Listen live: Supreme Court hears arguments in same-sex marriage and faith cases

The case, a follow-up to a 2018 case involving a Colorado baker that failed to reach a final ruling, will likely address the question of whether a business that is open to the public and engages in expression can deny service to potential customers based on their religious beliefs or other beliefs.

The case involves Lorie Smith, who owns a design firm that purports to serve gay clients but intends to limit proposed wedding-related services to celebrations of heterosexual unions. She argued that requiring her to provide these services to gay couples violated her free speech rights.

“If a client who identified as gay asked her to design graphics for his animal shelter, or promote an organization that served children with disabilities, Smith would gladly do so,” Ms. Smith said. Smith’s attorney told the judge in a letter. “But Smith will reject any request – no matter who makes it – to create content that contradicts biblical truth, disparages or disparages someone, promotes atheism or gambling, supports the taking of unborn life, incites violence, or promotes “atheism” “The concept. Marriage is not just the union of a man and a woman.”

A Colorado law prohibits businesses open to the public from discriminating on the basis of sexual orientation and statements announcing such discrimination. Mrs. The lawsuit challenges Smith, who has yet to start a wedding business or make such statements for fear of breaking the law.

Colorado Attorney General Philip J. Weiser told the justices in a letter that the Supreme Court did not have any specific decisions. “There is no evidence on the record,” he wrote, “that the company was ever asked to create a website for same-sex weddings; that the State of Colorado threatened law enforcement; or that any future wedding website conveyed a message that it was attributable to the company.”

Regardless, Colorado’s law is constitutional, he wrote. A ruling otherwise would have unacceptable consequences, he said.

“A business can, based on its stated beliefs, refuse to bake for a Catholic baptism because it supports abortion; it can photograph a black family reunion because it opposes racial equality; think only men should be working outside,” Mr.
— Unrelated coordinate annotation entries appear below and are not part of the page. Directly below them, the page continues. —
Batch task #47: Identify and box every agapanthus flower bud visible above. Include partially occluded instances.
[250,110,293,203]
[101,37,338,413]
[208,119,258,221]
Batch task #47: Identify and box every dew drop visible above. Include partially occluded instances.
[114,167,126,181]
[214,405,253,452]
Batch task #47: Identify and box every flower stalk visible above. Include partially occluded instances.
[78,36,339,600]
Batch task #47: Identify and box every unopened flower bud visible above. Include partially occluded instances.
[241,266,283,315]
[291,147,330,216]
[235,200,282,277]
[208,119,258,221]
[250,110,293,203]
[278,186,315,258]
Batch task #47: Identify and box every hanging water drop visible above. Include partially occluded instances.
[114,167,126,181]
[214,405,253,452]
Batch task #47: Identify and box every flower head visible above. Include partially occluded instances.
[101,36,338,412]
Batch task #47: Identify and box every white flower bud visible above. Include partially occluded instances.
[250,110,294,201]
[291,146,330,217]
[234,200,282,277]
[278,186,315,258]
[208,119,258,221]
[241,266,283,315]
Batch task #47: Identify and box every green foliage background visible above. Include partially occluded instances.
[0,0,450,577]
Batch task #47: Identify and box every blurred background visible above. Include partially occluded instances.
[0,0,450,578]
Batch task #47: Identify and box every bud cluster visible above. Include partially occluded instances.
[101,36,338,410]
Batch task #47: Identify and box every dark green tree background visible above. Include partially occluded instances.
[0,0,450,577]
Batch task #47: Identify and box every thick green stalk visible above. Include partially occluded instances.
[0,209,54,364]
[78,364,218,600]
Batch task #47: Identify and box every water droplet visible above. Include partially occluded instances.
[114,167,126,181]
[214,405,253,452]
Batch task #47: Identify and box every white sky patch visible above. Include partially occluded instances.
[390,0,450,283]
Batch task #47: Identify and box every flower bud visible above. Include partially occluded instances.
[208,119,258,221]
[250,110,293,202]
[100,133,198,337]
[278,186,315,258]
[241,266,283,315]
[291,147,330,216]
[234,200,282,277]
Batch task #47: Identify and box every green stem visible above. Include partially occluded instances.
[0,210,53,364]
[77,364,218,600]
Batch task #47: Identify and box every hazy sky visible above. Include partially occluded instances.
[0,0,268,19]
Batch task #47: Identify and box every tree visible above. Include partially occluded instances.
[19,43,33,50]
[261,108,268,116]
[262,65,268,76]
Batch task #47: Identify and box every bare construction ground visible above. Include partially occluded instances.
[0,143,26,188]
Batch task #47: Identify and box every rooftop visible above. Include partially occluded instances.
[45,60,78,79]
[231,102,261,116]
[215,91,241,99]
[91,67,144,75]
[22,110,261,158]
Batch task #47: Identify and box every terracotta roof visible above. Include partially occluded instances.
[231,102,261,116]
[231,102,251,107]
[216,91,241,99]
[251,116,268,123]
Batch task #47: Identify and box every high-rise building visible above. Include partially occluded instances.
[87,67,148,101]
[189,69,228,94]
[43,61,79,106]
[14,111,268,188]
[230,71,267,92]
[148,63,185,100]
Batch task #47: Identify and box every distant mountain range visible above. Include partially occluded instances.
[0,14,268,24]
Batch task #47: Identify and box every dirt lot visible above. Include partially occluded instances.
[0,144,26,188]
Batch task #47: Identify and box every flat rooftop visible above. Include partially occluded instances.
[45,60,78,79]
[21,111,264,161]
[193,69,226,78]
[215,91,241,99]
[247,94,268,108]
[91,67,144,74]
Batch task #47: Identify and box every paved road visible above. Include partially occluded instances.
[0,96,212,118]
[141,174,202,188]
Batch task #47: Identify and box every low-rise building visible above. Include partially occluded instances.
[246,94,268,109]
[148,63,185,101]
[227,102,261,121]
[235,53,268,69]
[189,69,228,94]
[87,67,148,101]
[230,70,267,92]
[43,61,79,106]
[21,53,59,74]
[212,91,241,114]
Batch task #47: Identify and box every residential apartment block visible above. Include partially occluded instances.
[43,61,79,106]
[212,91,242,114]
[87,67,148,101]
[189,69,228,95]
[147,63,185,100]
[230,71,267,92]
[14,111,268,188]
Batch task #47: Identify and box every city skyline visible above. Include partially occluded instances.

Weiser wrote in another letter.

Lower courts have generally sided with gay couples who have been denied service by bakeries, florists and others, ruling that potential customers are entitled to equal treatment and that discrimination based on sexual orientation is prohibited by law in at least some parts of the country.

Business owners challenging the laws argue that the government should not force them to choose between faith requirements and livelihood requirements. Their opponents say businesses that are open to the public must offer equal treatment to potential customers.

The case before the judge, 303 Creative LLC v. Elaines, no. 21-476, is a free speech challenge that only incidentally touches on religion.

Mrs. Smith’s lawyers are also asking the Supreme Court to rule on whether the Colorado law violates her right to practice religion freely, and to consider whether to overturn an important 1990 precedent, Employment Division v. Smith. smith.

In that case, the Supreme Court ruled that neutral and generally applicable laws cannot be challenged on the grounds that they violate the First Amendment protections for freedom of religion or belief.

The decision, which stems from a case involving the use of cacti in Native American religious ceremonies, was unpopular with conservative Christians and some judges who said it did not provide enough protection for religion. Last year, the three most conservative members of the court — Justices Clarence Thomas and Samuel A. Alito Jr. and Neil M. Gorsuch – said it was time to reverse the 1990 decision.

In the new Colorado case, though, the court limited its review to the question of whether Colorado law violates First Amendment protections for free speech.

The exact question the judge agreed to decide in the new case was “whether application of public accommodation laws to compel an artist to speak or remain silent violates the Free Speech Clause of the First Amendment.”